Last week, I crashed again.
Baruch Hashem, my daughter had her bat mitzvah party last Sunday at Ein Yael, in the green hills of Jerusalem. Ein Yael is one of the most beautiful places in the country, and if you’re ever looking for something to do with the kids in the Summer, it’s a good pick.
Bizarrely, it’s also one of the cheapest places you can rent for a simcha, which is how we ended up there. This bat mitzvah was one miracle after another: it was a miracle we had enough money to do it in the first place; it was a miracle we found such a cheap, gorgeous venue; it was a miracle that all the food got warmed up OK, as the electricity was out for the first hour and a half; it was a miracle that all the kids my daughter invited got there in one piece, as it’s a half hour shlep up a mountain.
But even with all the miracles and Heavenly help we got to pull it off, the day after the bat mitzvah, I was completely shattered. (Shlepping 48 litres of drinks to and from the car did wonders for my biceps, but otherwise, it probably wasn’t so helpful.)

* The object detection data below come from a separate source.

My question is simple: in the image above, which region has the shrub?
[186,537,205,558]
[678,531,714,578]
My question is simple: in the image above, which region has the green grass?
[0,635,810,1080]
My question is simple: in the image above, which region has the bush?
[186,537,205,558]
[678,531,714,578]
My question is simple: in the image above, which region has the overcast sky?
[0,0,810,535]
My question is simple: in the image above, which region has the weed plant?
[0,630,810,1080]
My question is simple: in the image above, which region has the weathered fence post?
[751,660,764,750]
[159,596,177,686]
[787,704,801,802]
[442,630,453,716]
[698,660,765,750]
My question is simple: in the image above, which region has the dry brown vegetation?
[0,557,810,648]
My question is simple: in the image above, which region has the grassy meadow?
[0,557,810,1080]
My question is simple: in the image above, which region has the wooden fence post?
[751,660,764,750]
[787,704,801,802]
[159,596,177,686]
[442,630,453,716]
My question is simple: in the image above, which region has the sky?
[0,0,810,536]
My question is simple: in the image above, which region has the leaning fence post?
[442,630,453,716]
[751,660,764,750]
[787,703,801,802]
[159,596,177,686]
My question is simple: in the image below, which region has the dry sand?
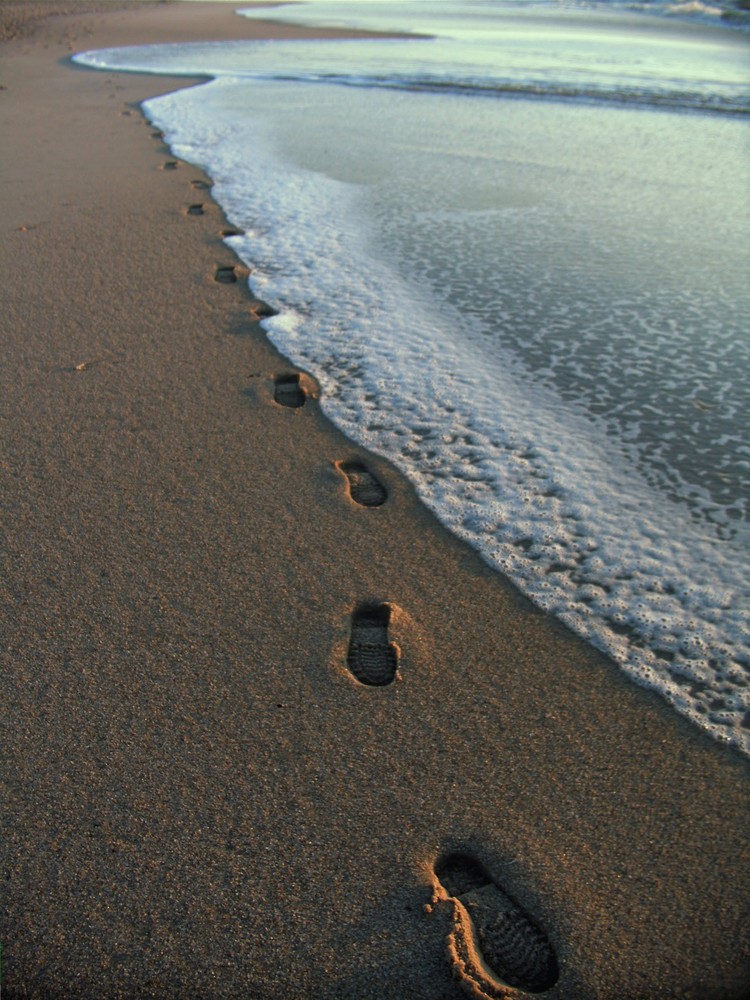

But I still had a lot to do! There was the diagrams for the book to get finished, and all the end of school stuff to attend, like a dutiful mother.
So I carried on until Tuesday – and Wednesday, I was so mentally exhausted when I woke up, I almost couldn’t move. I couldn’t cook. I couldn’t shop. Nothing. All I could do was sit on a couch and read a bit, and even the reading was pretty taxing.
That state of utter exhaustion has happened to me before, and in the past it’s taken weeks and even months to really recover from it.
This time, I realized that if I didn’t slam on all the brakes ASAP, I was staring another bout of chronic, long-term exhaustion in the face. So I told my husband: “I can’t cook! I can’t shlep another kid to another bat mitzvah party! I can barely move! I just have to sit still, and recuperate.”
God helped me out by arranging for the gas company to remove my gas meter (by mistake, apparently) so my oven anyway wasn’t working, even if I wanted it to.
Ironically, I didn’t even have enough energy to do my usual energy exercises, or to make my usual healthy smoothies, so on Wednesday I ate a big bar of chocolate for lunch.
Before I went to sleep, I dabbed a load of aromatherapy on, I stuck a bunch of strength-inducing seeds on my palm, and I had a very early night.
Thursday, I felt a bit better for the first half an hour, but then I started to feel incredibly weak again, like I was going to fall over. I took it really easy and ate a lot of salad, which helped a bit. But by evening, I was still feeling pretty rotten.
Physically, I was actually OK, but mentally I was completely wasted and beyond burned-out.
I was starting to worry, when God sent me a brainwave: nip off to the tomb of King David, and spend a bit of time there.
One of the amazing things about where I currently live is that King David’s tomb is a 20 minute walk away. My husband came with me, and I took lots of breaks on the way to sit down and gather my strength for the next 5 minute walk – and finally, I got there.
I sat down – and it hit me like a wave how spiritually depleted I felt. Like I was completely washed out, and washed up. I sat there for 20 minutes, and what can I tell you?
I came out feeling a whole lot better.
I walked home with no rest-stops; I had another early night; and today, I woke up feeling almost back to normal.
With all my healthy eating, and energy exercising, and hitbodeding, God reminded me yet again that maintaining a strong connection to our tzadikim, both alive and dead, is what’s really keeping me going.
We live in very tiring times. I’ve lost track of the number of people who’ve told me recently that they feel like time is speeding up. The truth is, that it is – and 2015 is a very exhausting place to be.
So if you’re also cracking under the strain, clear your desk, cancel all appointments, order in pizza for supper and head off to King David, (or your nearest big tzadik) for an immediate pick-me-up.
It’s cheaper than a spa (unless you have to fly in from somewhere), it’s faster than a face-life, and from personal experience, I can tell you that it really will rejewvenate you.